Había hecho su rutina con un piloto automático del porte de una botella de Jack Daniels. Y se había notado. Se fue sin despedirse, cosa que dejó tan sorprendido como apesadumbrado al Vilches, que en la barra, con la Tere, coincidían en que la historia con la española había terminado antes de tiempo.
Se fue para la casa caminando, enfermo, lleno de rencor, como a buscar pelea. Sabía con quién quería encontrarse. Quería desafiarlo. A ver si era hombre, o qué mierda era, si no tenía sexo, si era un pajarraco asexuado, como decían los bizantinos, en esas discusiones que los hicieron más famosos que el fuego griego.

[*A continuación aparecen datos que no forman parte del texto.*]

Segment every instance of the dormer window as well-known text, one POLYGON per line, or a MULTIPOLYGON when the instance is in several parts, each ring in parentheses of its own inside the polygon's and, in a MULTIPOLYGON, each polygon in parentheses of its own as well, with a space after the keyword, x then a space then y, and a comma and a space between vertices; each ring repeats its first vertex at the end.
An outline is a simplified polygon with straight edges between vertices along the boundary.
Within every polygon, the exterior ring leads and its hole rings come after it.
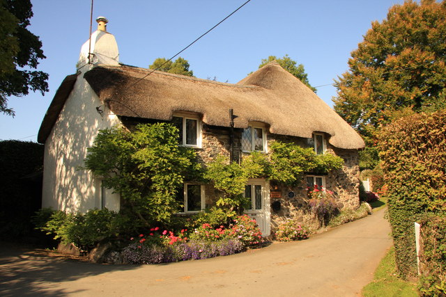
POLYGON ((200 147, 201 123, 198 116, 175 115, 172 123, 178 129, 178 144, 185 147, 200 147))
POLYGON ((327 150, 325 138, 322 133, 314 133, 313 137, 307 138, 309 147, 312 147, 316 154, 323 154, 327 150))
POLYGON ((260 125, 249 125, 242 134, 243 152, 266 152, 266 134, 260 125))

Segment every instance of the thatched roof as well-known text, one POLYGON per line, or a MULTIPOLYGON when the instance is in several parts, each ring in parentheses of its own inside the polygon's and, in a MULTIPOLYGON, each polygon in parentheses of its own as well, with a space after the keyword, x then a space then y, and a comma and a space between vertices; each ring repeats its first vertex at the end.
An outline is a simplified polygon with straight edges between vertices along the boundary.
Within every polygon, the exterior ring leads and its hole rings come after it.
POLYGON ((235 127, 261 122, 272 134, 310 138, 313 132, 331 136, 339 148, 360 149, 361 137, 299 79, 272 63, 236 84, 122 65, 96 67, 84 77, 112 111, 123 116, 169 120, 175 112, 202 115, 209 125, 229 127, 229 110, 238 116, 235 127))

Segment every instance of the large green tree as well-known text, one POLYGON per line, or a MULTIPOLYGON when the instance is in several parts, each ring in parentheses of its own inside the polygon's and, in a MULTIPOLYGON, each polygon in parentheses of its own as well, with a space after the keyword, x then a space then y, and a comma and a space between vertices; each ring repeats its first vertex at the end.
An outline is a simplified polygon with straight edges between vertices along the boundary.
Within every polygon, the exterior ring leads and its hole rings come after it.
POLYGON ((446 1, 395 5, 352 52, 334 110, 370 144, 402 115, 446 107, 445 63, 446 1))
POLYGON ((174 73, 175 74, 193 77, 194 72, 189 70, 189 62, 181 57, 178 57, 174 62, 167 61, 165 58, 156 58, 152 65, 148 66, 149 69, 155 69, 164 72, 174 73))
POLYGON ((13 116, 8 97, 48 91, 48 74, 29 70, 46 58, 38 36, 26 29, 31 8, 30 0, 0 0, 0 112, 13 116))
POLYGON ((308 81, 308 75, 305 73, 304 65, 302 64, 298 65, 298 63, 294 60, 292 60, 288 55, 285 55, 282 58, 277 58, 275 56, 270 56, 268 58, 262 59, 261 63, 259 65, 259 68, 261 68, 266 64, 272 61, 277 62, 282 68, 299 79, 300 81, 312 89, 313 92, 316 93, 316 88, 313 88, 308 81))

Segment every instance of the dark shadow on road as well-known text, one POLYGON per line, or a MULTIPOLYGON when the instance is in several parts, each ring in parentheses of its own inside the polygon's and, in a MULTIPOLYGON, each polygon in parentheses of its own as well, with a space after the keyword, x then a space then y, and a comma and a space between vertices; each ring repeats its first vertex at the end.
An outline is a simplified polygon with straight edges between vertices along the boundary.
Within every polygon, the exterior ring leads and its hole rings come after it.
POLYGON ((95 264, 60 255, 49 256, 43 250, 0 246, 0 296, 49 296, 79 294, 82 291, 54 289, 52 283, 111 271, 132 270, 139 266, 95 264))

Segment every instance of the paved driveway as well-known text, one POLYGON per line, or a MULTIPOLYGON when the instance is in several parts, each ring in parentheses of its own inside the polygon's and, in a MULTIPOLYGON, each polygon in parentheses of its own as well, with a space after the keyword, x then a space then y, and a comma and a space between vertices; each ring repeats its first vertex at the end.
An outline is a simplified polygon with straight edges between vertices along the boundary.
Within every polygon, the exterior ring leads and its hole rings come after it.
POLYGON ((0 295, 360 296, 392 245, 383 215, 302 241, 164 265, 98 265, 0 248, 0 295))

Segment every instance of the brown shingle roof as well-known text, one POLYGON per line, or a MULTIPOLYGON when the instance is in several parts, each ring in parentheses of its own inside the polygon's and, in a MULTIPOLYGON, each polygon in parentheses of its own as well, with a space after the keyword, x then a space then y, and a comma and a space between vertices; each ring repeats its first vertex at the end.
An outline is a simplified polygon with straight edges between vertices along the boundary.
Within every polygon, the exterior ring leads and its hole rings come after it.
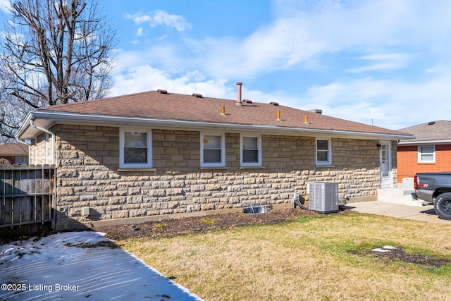
POLYGON ((0 145, 0 155, 17 156, 28 154, 28 147, 21 143, 6 143, 0 145))
POLYGON ((451 121, 431 121, 405 128, 400 131, 414 135, 416 138, 409 142, 419 141, 451 140, 451 121))
POLYGON ((234 125, 255 125, 280 128, 353 131, 389 135, 399 131, 348 121, 284 106, 253 102, 236 105, 236 100, 197 97, 156 91, 110 97, 89 102, 39 109, 70 113, 144 118, 234 125), (221 107, 226 116, 221 116, 221 107), (281 121, 277 120, 277 111, 281 121), (307 116, 308 124, 304 123, 307 116))

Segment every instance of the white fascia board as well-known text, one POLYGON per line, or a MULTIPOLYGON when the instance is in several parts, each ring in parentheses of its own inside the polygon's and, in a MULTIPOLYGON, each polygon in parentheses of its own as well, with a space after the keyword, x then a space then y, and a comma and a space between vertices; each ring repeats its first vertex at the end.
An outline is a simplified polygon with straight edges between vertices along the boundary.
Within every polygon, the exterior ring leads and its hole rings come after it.
POLYGON ((451 140, 421 140, 421 141, 400 141, 400 145, 451 145, 451 140))
MULTIPOLYGON (((365 133, 357 131, 346 131, 337 130, 309 129, 302 128, 285 128, 275 125, 261 125, 233 123, 218 123, 203 121, 180 121, 173 119, 156 119, 142 117, 125 117, 118 116, 107 116, 98 114, 84 114, 78 113, 56 112, 51 111, 34 111, 29 113, 32 118, 44 119, 48 121, 49 125, 54 123, 73 123, 85 125, 102 125, 105 126, 121 125, 147 125, 149 127, 158 126, 160 128, 204 130, 226 130, 231 133, 254 132, 260 134, 290 135, 297 136, 328 135, 335 137, 352 137, 354 139, 365 140, 399 140, 412 139, 409 135, 393 135, 378 133, 365 133)), ((37 122, 35 121, 35 123, 37 122)), ((23 125, 24 126, 24 125, 23 125)), ((26 125, 25 125, 26 127, 26 125)), ((18 135, 23 135, 26 128, 18 132, 18 135)))

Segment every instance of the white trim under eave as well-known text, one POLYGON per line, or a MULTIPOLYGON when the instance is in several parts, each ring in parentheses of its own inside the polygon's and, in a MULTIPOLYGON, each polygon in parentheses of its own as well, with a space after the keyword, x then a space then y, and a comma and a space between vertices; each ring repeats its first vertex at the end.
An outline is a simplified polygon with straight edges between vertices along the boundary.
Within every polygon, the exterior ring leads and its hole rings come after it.
POLYGON ((400 141, 397 144, 398 144, 398 145, 451 145, 451 140, 422 140, 422 141, 400 141))
MULTIPOLYGON (((47 120, 49 124, 56 123, 66 123, 68 121, 76 121, 78 124, 103 125, 106 126, 116 126, 125 125, 145 124, 149 126, 159 126, 171 129, 190 129, 194 130, 222 130, 229 132, 242 133, 252 132, 261 134, 271 135, 292 135, 302 136, 316 136, 318 135, 327 135, 334 137, 349 137, 366 139, 366 140, 400 140, 412 139, 414 136, 411 135, 384 134, 378 133, 365 133, 357 131, 346 131, 338 130, 321 130, 302 128, 285 128, 276 125, 259 125, 247 124, 231 124, 208 123, 203 121, 178 121, 171 119, 155 119, 144 118, 130 118, 124 116, 111 116, 97 114, 82 114, 78 113, 57 112, 51 111, 32 111, 27 116, 27 119, 41 118, 47 120), (30 116, 30 117, 29 117, 30 116)), ((25 123, 24 123, 25 124, 25 123)), ((27 127, 20 127, 16 137, 20 138, 27 131, 27 127)), ((28 139, 28 138, 25 138, 28 139)))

A ver si bajaba a tomar con él, a gritar en medio de la calle a las cinco de la mañana hasta que los vecinos llamaran a los pacos y se los llevaran en una jaula verde, pegándoles con un palo. Así iba, provocándolo, bebiendo del pico de la botella, la segunda, por esas calles que ahora ni bajaban ni subían, en el plano. Así, descompuesto, con la camisa afuera, entre las luces blancas y verdes y amarillas y rojas, que le daban un stop que él no vería.
Ese amanecer del jueves en Valparaíso parecía que sólo por él estaba habitado. Ni un alma. Ni putas ni marineros ni dillers ni adictos ni pacos. Sólo él, lleno de odio, lleno de veneno, con ganas de matar y de matarse.
Alberto se paraba como un poseso en cada esquina, mirando los techos. Levantaba la botella hacia las azoteas y lo llamaba por ese nombre que algunos conocían. Rosamel no estaba, se había ido. Justo ahora que era tan necesario. O se escondía, cobarde, mediocre, empobrecido.
El argentino se tomaba el bulto violento, obsceno, invitando al ángel que bajara a mamársela. Estaba demasiado en el borde. Caminaba ahora por la costanera. Con el mar ahí, enorme, llamándolo con el vaivén de esa marea que crecía, acunando olas a medias, que así y todo reventaban contra la escollera, contra las piedras de la defensa, levantado cascadas de espuma y lluvia salobre que lo mojaban como a un náufrago. Eso lo enardecía, lo mantenía en pie, despierto, desolado, loco.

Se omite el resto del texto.